25 Mar 2011

‘Night Stalker’ Delroy Grant gets life

The 53-year-old former minicab driver will serve at least 27 years after being convicted of a string of attacks on vulnerable pensioners.

Delroy Grant

Delroy Grant, the man found guilty of the Night Stalker attacks, was given four life sentences a day after his conviction. Judge Peter Rook at Woolwich Crown Court told Grant he was a “very dangerous man capable of committing heinous crimes and causing incalculable harm”.

The 53-year-old was told he will spend a minimum of 27 years behind bars. He has already spent over a year in custody awaiting trial, but the long sentence means that he will be almost 80 when he finally becomes eligible for parole or release.

He attacked his 18 victims, who were all pensioners, in their homes across South London, Kent and Surrey over a period of 17 years between 1992 and November 2009.

The judge told Grant: “Your actions had blighted the remaining precious years of their lives. Their homes, where many of them had lived for years, should have been their safest refuge where they could have expected to live their lives undisturbed and at peace.
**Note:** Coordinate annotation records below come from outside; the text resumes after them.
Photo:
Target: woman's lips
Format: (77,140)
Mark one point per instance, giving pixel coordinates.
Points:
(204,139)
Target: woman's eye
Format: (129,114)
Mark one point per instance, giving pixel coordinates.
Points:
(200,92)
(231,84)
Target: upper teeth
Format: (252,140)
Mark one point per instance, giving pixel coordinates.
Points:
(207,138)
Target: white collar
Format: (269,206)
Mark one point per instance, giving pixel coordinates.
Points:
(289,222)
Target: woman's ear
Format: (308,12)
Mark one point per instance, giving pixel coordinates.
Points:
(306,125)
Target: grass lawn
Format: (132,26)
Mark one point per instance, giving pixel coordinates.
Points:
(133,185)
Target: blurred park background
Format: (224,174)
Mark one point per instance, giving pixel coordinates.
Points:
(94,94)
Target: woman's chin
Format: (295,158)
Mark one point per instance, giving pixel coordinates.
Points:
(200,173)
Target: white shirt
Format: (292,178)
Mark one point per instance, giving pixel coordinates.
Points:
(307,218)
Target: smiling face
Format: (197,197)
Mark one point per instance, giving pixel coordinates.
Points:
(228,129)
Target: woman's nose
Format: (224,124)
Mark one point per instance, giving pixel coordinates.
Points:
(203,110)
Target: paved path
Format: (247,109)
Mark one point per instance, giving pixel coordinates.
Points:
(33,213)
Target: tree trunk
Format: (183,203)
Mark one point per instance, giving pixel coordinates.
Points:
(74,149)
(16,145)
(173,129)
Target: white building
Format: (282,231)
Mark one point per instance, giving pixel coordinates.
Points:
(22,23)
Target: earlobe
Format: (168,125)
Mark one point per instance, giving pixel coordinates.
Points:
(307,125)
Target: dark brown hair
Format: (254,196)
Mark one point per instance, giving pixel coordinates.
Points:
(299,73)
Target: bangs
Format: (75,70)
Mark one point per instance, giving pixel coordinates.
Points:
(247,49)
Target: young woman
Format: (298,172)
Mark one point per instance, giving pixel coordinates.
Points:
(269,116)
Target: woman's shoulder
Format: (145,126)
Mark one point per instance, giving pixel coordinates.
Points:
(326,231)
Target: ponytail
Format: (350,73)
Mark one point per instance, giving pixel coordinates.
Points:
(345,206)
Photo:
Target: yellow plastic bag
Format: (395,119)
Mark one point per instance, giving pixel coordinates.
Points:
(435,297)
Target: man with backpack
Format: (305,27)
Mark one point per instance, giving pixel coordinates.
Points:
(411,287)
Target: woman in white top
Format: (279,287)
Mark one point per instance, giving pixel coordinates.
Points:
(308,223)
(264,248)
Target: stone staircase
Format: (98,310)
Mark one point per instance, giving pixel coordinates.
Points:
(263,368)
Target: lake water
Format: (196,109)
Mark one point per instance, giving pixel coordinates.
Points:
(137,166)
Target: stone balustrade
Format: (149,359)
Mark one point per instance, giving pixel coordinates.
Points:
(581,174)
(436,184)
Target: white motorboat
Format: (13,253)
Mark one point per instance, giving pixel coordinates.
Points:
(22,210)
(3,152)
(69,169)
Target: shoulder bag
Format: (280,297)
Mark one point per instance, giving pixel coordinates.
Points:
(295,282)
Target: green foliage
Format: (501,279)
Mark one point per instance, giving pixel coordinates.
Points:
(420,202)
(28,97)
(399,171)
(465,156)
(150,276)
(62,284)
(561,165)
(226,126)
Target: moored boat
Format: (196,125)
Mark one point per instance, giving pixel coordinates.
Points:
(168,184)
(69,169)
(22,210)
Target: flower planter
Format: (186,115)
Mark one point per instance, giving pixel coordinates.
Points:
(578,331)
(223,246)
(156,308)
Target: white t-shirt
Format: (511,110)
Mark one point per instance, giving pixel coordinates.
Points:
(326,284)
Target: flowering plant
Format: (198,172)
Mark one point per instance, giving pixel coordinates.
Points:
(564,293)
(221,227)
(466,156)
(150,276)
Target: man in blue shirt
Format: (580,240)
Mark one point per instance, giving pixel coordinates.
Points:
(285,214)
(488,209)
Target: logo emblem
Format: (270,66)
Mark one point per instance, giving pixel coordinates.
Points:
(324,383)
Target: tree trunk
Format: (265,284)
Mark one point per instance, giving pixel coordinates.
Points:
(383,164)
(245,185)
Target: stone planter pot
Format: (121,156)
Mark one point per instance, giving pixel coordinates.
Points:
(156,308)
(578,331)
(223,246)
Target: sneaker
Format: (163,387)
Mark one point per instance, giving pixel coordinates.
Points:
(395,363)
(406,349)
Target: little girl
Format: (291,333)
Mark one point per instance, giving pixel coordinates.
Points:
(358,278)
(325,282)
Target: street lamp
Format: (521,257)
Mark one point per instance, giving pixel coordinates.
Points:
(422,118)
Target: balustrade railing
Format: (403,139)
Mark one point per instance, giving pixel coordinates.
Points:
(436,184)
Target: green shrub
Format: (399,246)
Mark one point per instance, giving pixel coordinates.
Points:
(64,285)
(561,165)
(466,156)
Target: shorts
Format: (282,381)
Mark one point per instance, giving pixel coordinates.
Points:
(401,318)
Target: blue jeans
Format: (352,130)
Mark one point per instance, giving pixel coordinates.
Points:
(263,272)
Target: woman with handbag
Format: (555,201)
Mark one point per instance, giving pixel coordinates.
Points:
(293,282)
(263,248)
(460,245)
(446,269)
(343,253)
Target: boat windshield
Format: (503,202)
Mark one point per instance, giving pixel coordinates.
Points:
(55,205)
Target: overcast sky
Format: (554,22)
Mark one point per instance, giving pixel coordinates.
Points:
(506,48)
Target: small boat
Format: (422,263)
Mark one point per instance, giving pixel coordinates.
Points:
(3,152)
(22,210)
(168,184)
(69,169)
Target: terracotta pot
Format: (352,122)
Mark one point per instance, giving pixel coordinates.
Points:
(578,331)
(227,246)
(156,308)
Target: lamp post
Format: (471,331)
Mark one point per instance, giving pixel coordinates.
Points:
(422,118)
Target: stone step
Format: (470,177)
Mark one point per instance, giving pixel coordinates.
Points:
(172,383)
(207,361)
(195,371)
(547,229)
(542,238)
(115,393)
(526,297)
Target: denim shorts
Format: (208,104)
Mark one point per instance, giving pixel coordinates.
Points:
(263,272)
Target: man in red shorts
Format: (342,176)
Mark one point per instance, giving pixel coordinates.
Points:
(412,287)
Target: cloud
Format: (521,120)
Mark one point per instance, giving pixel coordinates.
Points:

You chose to invade their homes when they were in their beds at night.”

He added that it was “hard to imagine the extreme fear” that Grant must have engendered in his victims.

Judge Rook said he considered giving Grant a whole-life sentence and noted that his crimes were so serious they were not covered by normal sentencing guidelines. “Your offending is in a league of its own,” he said.

During the sentencing, the court heard moving statements from Grant’s victims and their families about the impact of his crimes.

One 85-year-old woman, referred to as Miss J for legal reasons, bravely entered the witness box to give evidence about how she continues to suffer from her ordeal nearly nine years ago.

She was 77 when Grant burgled and indecently assaulted her at her bungalow in Shirley, Croydon, in October 2002.

In a statement from 2003 she said: “I have found that time is not a great healer. I don’t think it’s got any easier over the last year.

“I certainly haven’t got back my peace of mind. Nobody can guarantee it won’t happen again.

She added: “It’s something I shall never forget completely. It still feels so recent.”

The judge asked if her experiences at Grant’s hands still affected her today. Miss J replied: “If I go out I like to be home before dark. I do a lot of locking and bolting, and taking precautions. … It changed my life.”

She was watched from the dock by Grant, who sat impassively throughout most of the hearing but occasionally shook his head. The judge paid tribute to Miss J’s “courageous” testimony.

He also quoted from the son of another of the sexual predator’s victims, who said: “It has ruined the winter years of my mother’s life, and she has to live with this for the rest of her life.”